In our last blog we talked about Dzamic and Kirby’s HHH content strategy framework based on their findings that people engage with three types of marketing content – Hero, Hub, Help.
Your Hero content is going to have the biggest impact on the widest audience, bringing them in at the top of the sales funnel. It will most likely be the first time your potential new customers see your brand, so it’s important to get it right. As Spiderman once said, ‘With great power comes great responsibility’.
Hero content at the top of the 3H or HHH pyramid should have the most longevity.
The whole purpose of Hero content is to stop your audience in their tracks. They might be browsing the internet, scrolling through their newsfeed or watching TV, so your goal is to distract them and make them sit up and notice you.
If your audience hasn’t come across your brand before, this is your chance to make a good first impression. If they have, you’ll need to do something that will bring your brand back into focus.
Hero content needs to:
Behind all great Hero content is a great story. Unlike other assets in your content mix which aim to help and inform an audience who may already be engaged with your brand, Hero content needs to capture their imagination.
When you’re planning what you want to say, start with who your audience is and what interests them.
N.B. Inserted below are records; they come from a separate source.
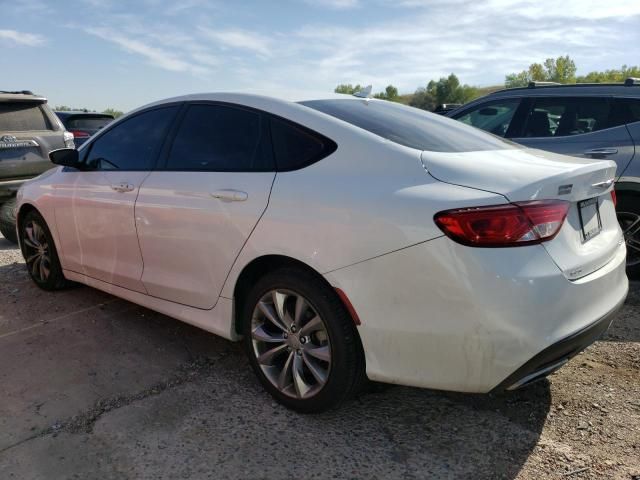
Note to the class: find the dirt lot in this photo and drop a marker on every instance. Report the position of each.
(95, 387)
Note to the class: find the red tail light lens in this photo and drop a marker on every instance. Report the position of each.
(511, 225)
(79, 134)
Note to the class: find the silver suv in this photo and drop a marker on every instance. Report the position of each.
(583, 120)
(29, 130)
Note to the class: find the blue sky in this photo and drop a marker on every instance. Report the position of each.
(114, 53)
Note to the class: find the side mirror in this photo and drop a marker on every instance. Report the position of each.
(488, 111)
(66, 157)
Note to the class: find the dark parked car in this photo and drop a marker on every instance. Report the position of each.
(28, 132)
(83, 124)
(582, 120)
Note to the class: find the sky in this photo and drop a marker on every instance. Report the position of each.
(122, 54)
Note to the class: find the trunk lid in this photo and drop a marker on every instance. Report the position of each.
(523, 174)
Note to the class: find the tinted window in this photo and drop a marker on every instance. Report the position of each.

Your content might be funny, entertaining or emotive, but make sure you use language and imagery they can relate to. Showing empathy with your audience will help you make a connection, so use your own customer data to understand how they feel and what they want.
WWF’s 2020 Christmas ‘Elephant trail’ advert is powerful, emotive and relatable. Using very few words focuses our attention on their campaign’s final call to action: ‘Join the fight for your world.’
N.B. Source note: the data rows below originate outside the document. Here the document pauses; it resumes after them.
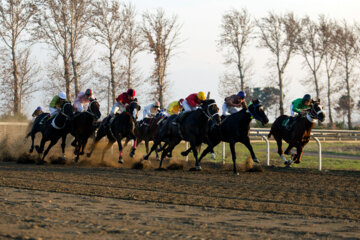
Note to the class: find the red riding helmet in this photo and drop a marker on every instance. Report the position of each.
(131, 93)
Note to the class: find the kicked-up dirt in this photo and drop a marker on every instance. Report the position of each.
(79, 201)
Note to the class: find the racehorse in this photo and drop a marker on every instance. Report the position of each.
(52, 131)
(83, 127)
(235, 128)
(121, 127)
(299, 135)
(147, 130)
(193, 127)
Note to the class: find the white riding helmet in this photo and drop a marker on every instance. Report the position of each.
(62, 95)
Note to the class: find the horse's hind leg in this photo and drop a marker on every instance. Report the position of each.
(280, 150)
(247, 144)
(110, 143)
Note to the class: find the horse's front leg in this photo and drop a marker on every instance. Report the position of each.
(118, 139)
(233, 154)
(247, 144)
(63, 143)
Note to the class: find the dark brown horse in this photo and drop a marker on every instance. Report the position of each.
(235, 128)
(148, 128)
(299, 135)
(121, 127)
(84, 127)
(192, 127)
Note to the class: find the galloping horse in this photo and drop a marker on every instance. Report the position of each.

Don’t be afraid to break the rules
One of the ways Hero content can attract so much attention is to throw out the rule book, as Aldi did for its 30th birthday campaign. While we were in the midst of a pandemic, its Hero content was a series of short, self-deprecating TV and social ads with a #NoOneCares punchline. They followed up with a virtual (and therefore Covid-safe) 30th birthday party on Twitter and invited all their supermarket competitors, as well as many household brands.
If you can’t beat them… Aldi actively invited their competitors to join in with their virtual birthday celebrations, which went viral on Twitter.
If you do decide to push the boundaries with your content, make sure you plan carefully and consider how your audience might respond.
Big brands with big budgets can go all-out with their content, but what if you’re a smaller business or a start-up with limited funds? User-generated content is an authentic, trustworthy and reliable form of content and is also a great way to keep production costs low. If you can bring together your social posts from your community and let them tell your story, it’s a win-win.
In the height of lockdown, the University of Surrey posted a video from staff to say thank you, reinforcing its message of being a caring campus community.
Even though you could save on production costs, be prepared to put some money behind paid advertising. You need to make sure your content is reaching all the right people, which will involve ad spend.
Remember, your Hero content needs to work alongside your more regular Hub and Help content – no matter how good your Hero piece is, make sure there’s plenty of bitesize, targeted content out there for your potential customers once you’ve got their attention.